Referendum 8-9 giugno, guida al terzo quesito. Meno flessibilità per le aziende che offrono contratti precari: cosa cambia se vince il Sì

Meno flessibilità per le aziende nello stipulare contratti a termine invece che rapporti di lavoro stabili, a tempo indeterminato. È l’obiettivo del terzo quesito dei referendum abrogativi in calendario per l’8 e 9 giugno. La Cgil, che ha promosso i quattro quesiti sul lavoro, punta a ottenere il ripristino dell’obbligo per il datore di lavoro di indicare una causale ogni volta che opta per un contratto precario di qualsiasi durata. Obbligo che il governo Meloni ha molto indebolito, introducendo deroghe la cui durata è stata via via estesa fino a dicembre 2025.
Cosa propone il referendum – Il quesito propone l’abrogazione della normativa, introdotta con il decreto Lavoro del primo maggio 2023, che consente alle imprese di fare assunzioni temporanee senza motivarle con ragioni valide, moltiplicando i contrattini di pochi mesi.

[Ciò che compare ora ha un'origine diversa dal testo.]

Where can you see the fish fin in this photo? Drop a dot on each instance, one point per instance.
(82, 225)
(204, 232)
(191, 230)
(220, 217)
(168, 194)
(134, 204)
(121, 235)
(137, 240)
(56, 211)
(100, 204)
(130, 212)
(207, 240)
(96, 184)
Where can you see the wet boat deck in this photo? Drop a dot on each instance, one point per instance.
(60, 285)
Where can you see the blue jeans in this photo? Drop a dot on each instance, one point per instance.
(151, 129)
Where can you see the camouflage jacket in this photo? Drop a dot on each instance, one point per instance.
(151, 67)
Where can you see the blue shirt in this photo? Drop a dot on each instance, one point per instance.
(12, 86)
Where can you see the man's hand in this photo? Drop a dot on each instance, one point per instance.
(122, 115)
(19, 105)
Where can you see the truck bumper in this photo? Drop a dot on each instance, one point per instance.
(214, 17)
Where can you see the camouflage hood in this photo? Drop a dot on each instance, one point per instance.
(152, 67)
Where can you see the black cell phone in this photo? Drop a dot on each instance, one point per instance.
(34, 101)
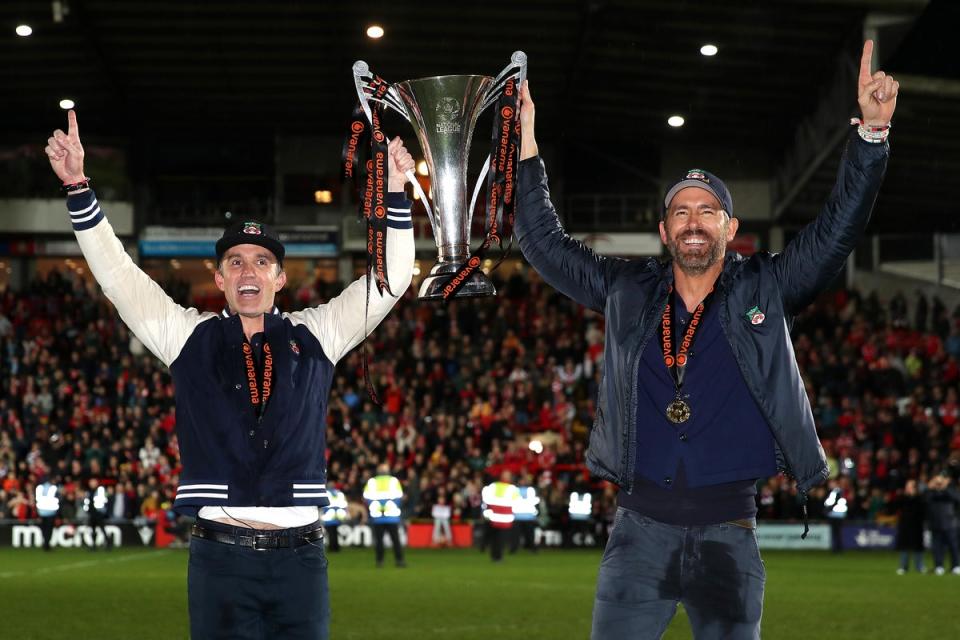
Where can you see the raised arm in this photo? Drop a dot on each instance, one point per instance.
(162, 325)
(819, 251)
(565, 263)
(339, 325)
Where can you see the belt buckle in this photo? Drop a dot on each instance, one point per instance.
(258, 538)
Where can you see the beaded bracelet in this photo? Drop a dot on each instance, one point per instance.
(875, 134)
(75, 186)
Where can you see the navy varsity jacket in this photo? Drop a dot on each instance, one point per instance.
(229, 457)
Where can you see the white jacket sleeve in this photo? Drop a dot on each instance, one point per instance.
(162, 325)
(339, 324)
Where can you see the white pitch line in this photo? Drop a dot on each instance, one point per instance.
(84, 564)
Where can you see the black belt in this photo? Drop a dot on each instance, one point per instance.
(259, 539)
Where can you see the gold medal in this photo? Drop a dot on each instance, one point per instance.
(678, 411)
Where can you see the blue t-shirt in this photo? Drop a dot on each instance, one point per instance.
(701, 471)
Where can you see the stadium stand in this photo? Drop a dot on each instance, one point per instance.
(465, 388)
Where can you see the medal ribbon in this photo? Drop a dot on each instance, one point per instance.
(259, 390)
(677, 364)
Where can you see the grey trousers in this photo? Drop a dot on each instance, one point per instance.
(648, 567)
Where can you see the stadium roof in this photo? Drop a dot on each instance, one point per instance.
(606, 74)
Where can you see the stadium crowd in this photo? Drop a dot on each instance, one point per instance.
(464, 388)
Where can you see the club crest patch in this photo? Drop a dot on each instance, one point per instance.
(755, 316)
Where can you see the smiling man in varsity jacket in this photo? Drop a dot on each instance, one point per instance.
(701, 393)
(252, 386)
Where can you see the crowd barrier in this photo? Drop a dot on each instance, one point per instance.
(770, 535)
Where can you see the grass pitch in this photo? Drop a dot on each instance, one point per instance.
(79, 595)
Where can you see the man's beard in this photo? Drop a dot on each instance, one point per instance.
(696, 264)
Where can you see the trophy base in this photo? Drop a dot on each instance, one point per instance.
(478, 285)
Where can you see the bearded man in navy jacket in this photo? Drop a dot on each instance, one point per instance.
(701, 394)
(252, 386)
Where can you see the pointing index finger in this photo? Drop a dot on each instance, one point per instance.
(72, 129)
(865, 59)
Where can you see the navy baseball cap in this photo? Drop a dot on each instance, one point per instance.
(250, 233)
(702, 180)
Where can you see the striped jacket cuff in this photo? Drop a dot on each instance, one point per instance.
(84, 210)
(398, 211)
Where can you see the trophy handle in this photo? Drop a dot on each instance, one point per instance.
(361, 80)
(517, 68)
(480, 179)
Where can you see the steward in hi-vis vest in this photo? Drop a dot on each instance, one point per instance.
(384, 496)
(499, 499)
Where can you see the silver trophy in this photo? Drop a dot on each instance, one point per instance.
(443, 111)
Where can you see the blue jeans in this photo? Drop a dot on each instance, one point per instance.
(648, 567)
(944, 540)
(244, 594)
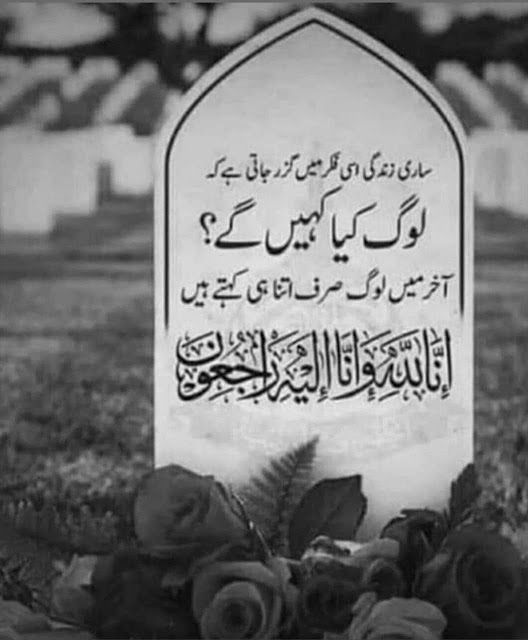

Se vincesse il Sì, verrebbe abolita la possibilità di stipulare contratti a tempo determinato fino a 12 mesi senza causale e, per i contratti di durata compresa tra 12 e 24 mesi, non sarebbe più consentito che le causali siano definite dalla contrattazione aziendale o individuate dalle parti. Resterebbe consentito ricorrere al contratto a termine per sostituire lavoratori e lavoratrici assenti (per esempio in maternità). Secondo i contrari al referendum, le causali sono inutili “lacci” che ingessano il mercato e fanno aumentare le controversie legali.
Come funziona ora – Oggi, per effetto del decreto Lavoro e delle sue proroghe, un datore di lavoro che stipula un contratto a tempo determinato fino a due anni (o ne proroga uno precedente dopo il primo anno) può giustificarlo con “esigenze di natura tecnica, organizzativa o produttiva”, che la norma prevede siano “individuate dalle parti”. Ma, data la disparità di potere contrattuale, è quasi sempre l’azienda a definirle. Inoltre, i contratti a termine possono durare fino a due anni senza causali nei casi previsti dai contratti collettivi stipulati dai sindacati maggiormente rappresentativi a livello nazionale, ma anche dai contratti aziendali sottoscritti da rsa o rsu. Che sono esposti al cosiddetto ricatto occupazionale: i rappresentanti dei lavoratori sono spesso disponibili a cedere su questi aspetti in cambio della promessa di future stabilizzazioni o dietro minaccia di ricadute sugli altri lavoratori.
La girandola di norme dell’ultimo decennio – Il decreto Lavoro del governo Meloni ha modificato la normativa precedente, ovvero il Jobs act riveduto e corretto dal decreto Dignità del 2018. La riforma promossa dal governo Renzi nel 2015-16 puntava a rendere il mercato più flessibile a vantaggio delle imprese: per farlo aveva consentito la stipula di contratti a termine della durata fino a 36 mesi senza causale, a patto che ogni contratto fosse prorogato non più di cinque volte e i precari non superassero il 20% del totale dei dipendenti dell’azienda, salvo diversa previsione dei contratti collettivi. A metà 2018 gli occupati a termine hanno superato i 3 milioni e il governo Conte ha risposto approvando il decreto Dignità, che ha reintrodotto l’obbligo di indicare una causale – esigenze temporanee, sostituzione di altri lavoratori o esigenze legate a incrementi temporanei e non programmabili dell’attività – per i contratti superiori a 12 mesi, limitandone la durata massima a due anni e riducendo a quattro le proroghe. Restavano molte eccezioni: per esempio i contratti nazionali, aziendali e territoriali potevano prevedere deroghe alla durata e al tetto del 20%.
Quanti sono i precari – Stando agli ultimi dati Istat, i lavoratori a termine in Italia sono 2,6 milioni, pari al 13% del totale dei dipendenti contro una media Ue ferma al 10% circa. Sono però diminuiti rispetto alla metà del quando 2018 avevano toccato quota 3 milioni, il 17% del totale. Dopo la fine dell’emergenza pandemica si è assistito in parallelo a un graduale, costante aumento dei lavoratori a tempo indeterminato, nonostante di solito le fasi di espansione economica vedano una crescita dell’occupazione flessibile. Resta pressante il problema dei lavoratori in part-time involontario: il 56% dei 4,2 milioni di lavoratori part-time italiani (dati 2023, i più aggiornati) non ha scelto quella forma contrattuale ma l’ha accettata o subìta per necessità o assenza di altre possibilità. Si tratta soprattutto di donne: il 15% delle lavoratrici ha un part-time non voluto, contro il 5% degli occupati. Lavorare poche ore comporta ovviamente stipendi molto bassi e contribuisce quindi alla forte incidenza del lavoro povero.